In: Statistics and Probability
Exercise physiologists investigated the relationship between lean body mass (in kg) and resting metabolic rate (in calories per day). They measured these values from a sample of 35 males.
Predictor Coeff St. Dev t p
Constant 264.00 276.90 0.95 0.363
Mass 22.563 6.360 3.55 0.005
S = 144.9 R-Sq= 55.7% R-Sq(adj) = 51.3%
a) Write the least squares regression line, defining any variables used in the equation.
b) If a male in the study had a residual of -9.4 and a predicted resting metabolic rate of 1798.28, find the actual resting metabolic rate for this man.
c) Interpret the slope of this regression line in context of the data.
d) Name and interpret the coefficient of non-determination in this study. (This is the complement of the coefficient of determination)
e) Suppose that the exercise physiologists decided to modify this investigation by including the effect of exercise. They have 60 available male volunteers for the study and believe that 30 minutes of exercise will have an effect on the variables. They plan to carry out a completely randomized design. Why would a randomized block, blocked for age, be a better experimental design?
f) If the mean resting metabolic rate was 1,922 for the mean in the original study with a standard deviation of 39, what is the probability of a male with a resting metabolic rate over 2,000?
g) Using your answer to part f, what is the probability that in a group of 12 men, exactly 2 will have a resting metabolic rate over 2,000? Show the formula without actually doing the calculation.
a)
Regression line is 'y=a+bx+e'; where y=response variable,
x=predictor variable, a=intercept/constant, b=slope=coefficient of
predictor, e=error term.
Least Squares Regression line is 'yhat=ahat+bhat*x'.

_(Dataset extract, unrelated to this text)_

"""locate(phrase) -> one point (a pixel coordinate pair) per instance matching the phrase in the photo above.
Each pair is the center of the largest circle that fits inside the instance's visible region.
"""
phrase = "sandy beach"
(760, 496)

Here, y=metabolic rate and x=body mass
ahat=constant= 264.00
bhat=slope=coefficient of Mass= 22.563
Thus,
Least Squares Regression line is 'Rate = 264 + 22.563 *
Mass'.
b)
Residual(e)=y-yhat
y=actual value of response and yhat=predicted value of
response
Here, e=-9.4, yhat=1798.28, y=?
y=e+yhat=-9.4+1798.28= 1788.88
The actual resting rate for this man is 1788.88
(calories per day).
c)
Slope is indicative of change in y, when there is a unit change in
x.
Here, it means that when mass changes by one unit (kg), the
metabolic rate changes (in fact increases) by a factor of '22.563'.
[Since, bhat is positive, so increases.]
d)
Coefficient of Determination is 'R-Sq' which gives the proportion
of variation explained by the regression model.
Here, R-Sq=55.7%
Complement=Coefficient of Non-determination: This means how much proportion of variation is not explained by the model.
In this case, 44.3% [i.e. 100-55.7] of variation is not explained by the model.